The Book of The Dead is heading towards its climax – it seems Diogenes is planning his big crime at the grand opening of the Tomb of Senef which is also being broadcast so that the exposure to his crime will be tenfold; and apparently it all relates back to a terrifying experience from his childhood. 

I actually feel like I have been bogged down by these two books, I haven’t ticked anything off the list for a little while so I hope to remedy this next week with some exciting reads lined up.  BUT I am enjoying Book of the Dead, it’s easy to read at the end of the day…….. I just seem to have trouble finding the actual time to read it!

Lemming is on the Teev in a minute and I remember that it got really good reviews but it wasn’t on general cinema release so I didn’t get to see it, so will sign off for now.

Thursday, August 19, 2010

Mousing Around, by Coincidence!

Well I paid the price for having a break from the office yesterday to attend the QHA 125th Anniversary Luncheon at the Hilton.  I was absolutely flat out all day.  Too busy in fact to even attempt listening to Harry Potter.

Mr Y is becoming most unusual and intriguing.  It’s very sexually orientated, but  it also dips into Quantum Physics, Wave Theory, religion and drugs.
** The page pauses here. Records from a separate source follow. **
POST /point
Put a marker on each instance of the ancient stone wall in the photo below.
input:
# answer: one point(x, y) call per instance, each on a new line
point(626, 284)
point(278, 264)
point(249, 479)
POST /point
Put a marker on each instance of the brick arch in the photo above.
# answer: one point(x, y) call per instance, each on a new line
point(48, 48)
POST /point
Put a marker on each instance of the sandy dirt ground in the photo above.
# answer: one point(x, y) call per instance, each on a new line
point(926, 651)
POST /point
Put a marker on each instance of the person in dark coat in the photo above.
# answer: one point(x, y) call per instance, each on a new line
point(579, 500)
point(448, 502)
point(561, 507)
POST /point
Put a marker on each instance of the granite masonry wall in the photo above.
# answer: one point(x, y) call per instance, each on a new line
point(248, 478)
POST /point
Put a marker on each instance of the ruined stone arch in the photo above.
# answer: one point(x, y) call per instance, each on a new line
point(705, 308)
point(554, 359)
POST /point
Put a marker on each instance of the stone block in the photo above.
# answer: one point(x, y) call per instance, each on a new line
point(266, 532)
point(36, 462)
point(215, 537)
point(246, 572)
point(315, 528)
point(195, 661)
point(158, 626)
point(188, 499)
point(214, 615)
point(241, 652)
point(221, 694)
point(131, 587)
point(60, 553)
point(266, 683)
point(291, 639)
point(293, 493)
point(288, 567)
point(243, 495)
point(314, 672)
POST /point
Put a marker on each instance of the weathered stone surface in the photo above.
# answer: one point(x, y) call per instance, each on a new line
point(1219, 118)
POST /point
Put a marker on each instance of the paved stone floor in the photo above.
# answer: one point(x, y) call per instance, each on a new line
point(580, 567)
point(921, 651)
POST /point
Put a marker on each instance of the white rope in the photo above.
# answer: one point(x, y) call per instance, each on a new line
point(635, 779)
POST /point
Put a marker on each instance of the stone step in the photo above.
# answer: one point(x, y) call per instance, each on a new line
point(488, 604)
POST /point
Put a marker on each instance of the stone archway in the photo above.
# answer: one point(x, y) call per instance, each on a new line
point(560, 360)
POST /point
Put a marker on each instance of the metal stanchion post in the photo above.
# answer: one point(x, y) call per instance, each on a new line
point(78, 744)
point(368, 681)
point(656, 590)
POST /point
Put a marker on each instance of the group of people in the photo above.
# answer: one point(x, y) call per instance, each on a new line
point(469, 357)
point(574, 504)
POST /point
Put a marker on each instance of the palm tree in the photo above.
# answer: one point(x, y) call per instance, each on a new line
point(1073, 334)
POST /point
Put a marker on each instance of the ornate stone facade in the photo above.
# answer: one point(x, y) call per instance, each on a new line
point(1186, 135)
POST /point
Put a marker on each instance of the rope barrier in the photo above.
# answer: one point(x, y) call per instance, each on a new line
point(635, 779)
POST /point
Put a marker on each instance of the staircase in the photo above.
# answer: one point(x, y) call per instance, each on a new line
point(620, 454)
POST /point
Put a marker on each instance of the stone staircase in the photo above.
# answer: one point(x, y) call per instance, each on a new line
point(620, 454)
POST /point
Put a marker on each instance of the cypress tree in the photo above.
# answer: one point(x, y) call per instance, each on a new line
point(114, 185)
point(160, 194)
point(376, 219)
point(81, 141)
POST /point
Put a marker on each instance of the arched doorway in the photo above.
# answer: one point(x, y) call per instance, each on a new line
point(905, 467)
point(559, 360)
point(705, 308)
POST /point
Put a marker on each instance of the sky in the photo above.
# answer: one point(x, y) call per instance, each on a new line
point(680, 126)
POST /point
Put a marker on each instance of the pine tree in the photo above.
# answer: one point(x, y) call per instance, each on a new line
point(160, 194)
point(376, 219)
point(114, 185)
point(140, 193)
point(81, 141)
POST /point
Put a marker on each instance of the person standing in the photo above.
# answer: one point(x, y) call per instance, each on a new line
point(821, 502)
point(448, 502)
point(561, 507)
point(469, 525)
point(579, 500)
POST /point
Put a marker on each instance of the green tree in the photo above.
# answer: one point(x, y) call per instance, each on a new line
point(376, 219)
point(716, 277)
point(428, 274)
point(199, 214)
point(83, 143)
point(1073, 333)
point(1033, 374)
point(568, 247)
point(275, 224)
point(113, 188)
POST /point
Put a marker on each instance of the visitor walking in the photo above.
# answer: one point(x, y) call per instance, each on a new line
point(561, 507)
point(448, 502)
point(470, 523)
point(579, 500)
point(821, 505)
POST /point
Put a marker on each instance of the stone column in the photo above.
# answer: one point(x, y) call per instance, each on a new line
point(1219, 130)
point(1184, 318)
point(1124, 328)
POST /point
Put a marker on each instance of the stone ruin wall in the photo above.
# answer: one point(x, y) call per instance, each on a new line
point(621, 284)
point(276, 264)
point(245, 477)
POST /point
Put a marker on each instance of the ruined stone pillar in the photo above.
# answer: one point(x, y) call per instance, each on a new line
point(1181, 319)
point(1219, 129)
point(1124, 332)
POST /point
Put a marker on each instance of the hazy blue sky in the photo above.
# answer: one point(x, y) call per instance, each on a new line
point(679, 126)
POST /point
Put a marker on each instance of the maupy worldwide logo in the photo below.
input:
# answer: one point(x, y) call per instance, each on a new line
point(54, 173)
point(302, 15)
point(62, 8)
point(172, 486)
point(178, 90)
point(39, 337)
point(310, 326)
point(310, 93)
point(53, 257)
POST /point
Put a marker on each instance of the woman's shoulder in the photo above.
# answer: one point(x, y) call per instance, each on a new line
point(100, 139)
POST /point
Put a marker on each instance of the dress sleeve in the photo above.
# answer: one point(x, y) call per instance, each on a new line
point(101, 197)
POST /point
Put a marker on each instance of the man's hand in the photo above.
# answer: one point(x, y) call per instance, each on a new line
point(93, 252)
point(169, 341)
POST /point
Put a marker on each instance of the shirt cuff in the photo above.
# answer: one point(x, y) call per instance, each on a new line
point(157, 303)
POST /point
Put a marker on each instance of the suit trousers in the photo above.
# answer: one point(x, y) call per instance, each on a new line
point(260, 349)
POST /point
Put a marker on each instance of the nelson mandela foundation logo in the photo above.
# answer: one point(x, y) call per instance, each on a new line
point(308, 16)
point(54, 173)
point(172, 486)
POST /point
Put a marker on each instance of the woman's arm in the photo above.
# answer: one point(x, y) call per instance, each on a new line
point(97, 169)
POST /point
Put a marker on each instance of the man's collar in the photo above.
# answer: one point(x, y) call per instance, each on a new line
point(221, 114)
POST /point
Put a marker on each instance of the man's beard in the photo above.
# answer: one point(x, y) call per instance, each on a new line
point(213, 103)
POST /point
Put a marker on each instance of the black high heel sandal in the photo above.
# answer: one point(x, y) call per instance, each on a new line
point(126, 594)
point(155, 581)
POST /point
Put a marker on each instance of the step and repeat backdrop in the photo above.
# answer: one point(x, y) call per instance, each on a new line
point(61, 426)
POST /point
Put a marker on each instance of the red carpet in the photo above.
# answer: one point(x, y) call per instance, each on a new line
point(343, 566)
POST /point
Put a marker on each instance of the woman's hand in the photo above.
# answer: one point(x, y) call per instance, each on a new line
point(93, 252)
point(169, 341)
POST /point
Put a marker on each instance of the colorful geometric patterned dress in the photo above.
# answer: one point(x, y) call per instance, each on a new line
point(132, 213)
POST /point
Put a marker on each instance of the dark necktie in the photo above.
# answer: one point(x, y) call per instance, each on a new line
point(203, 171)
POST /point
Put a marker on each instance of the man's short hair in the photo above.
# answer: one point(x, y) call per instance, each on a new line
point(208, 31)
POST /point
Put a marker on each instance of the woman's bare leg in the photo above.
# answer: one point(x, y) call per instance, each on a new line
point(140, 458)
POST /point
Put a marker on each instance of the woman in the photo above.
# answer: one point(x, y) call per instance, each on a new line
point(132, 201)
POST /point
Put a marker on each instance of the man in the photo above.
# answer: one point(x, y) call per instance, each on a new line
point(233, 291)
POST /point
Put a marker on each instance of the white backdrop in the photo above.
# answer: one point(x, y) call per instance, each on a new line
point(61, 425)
Ariel finds the missing page from the book whilst packing away her mentor’s office.  It flutters out of a book that he’d told her to forget using for her thesis indicating he was actually giving her a clue.  The page contains the recipe for the elixir and after some research into the archaic instructions, homeopathic remedies and some trial and error Ariel finds herself in the ‘Troposphere’.  Her first experience is quite frightening as she finds herself sharing the mind of a mouse that has become caught in a Perspex trap.  The mouse is terrified and thinks of her nest.  Later Ariel finds herself in the mind of a cat that is ready to kill a mouse.  She is able to interfere and confuse the cat giving the mouse enough time to disappear.  She loves the feeling when the cat gives up and leaps up onto a wall.  When Ariel 'comes too', she thinks that she has been dreaming but when she goes into her kitchen she notices one of her humane mouse traps contains a victim and she remembers how it felt to be so frightened that she sets it free then and there. Their eyes meet for a couple of minutes and there is a spark of recognition before the mouse scurries away.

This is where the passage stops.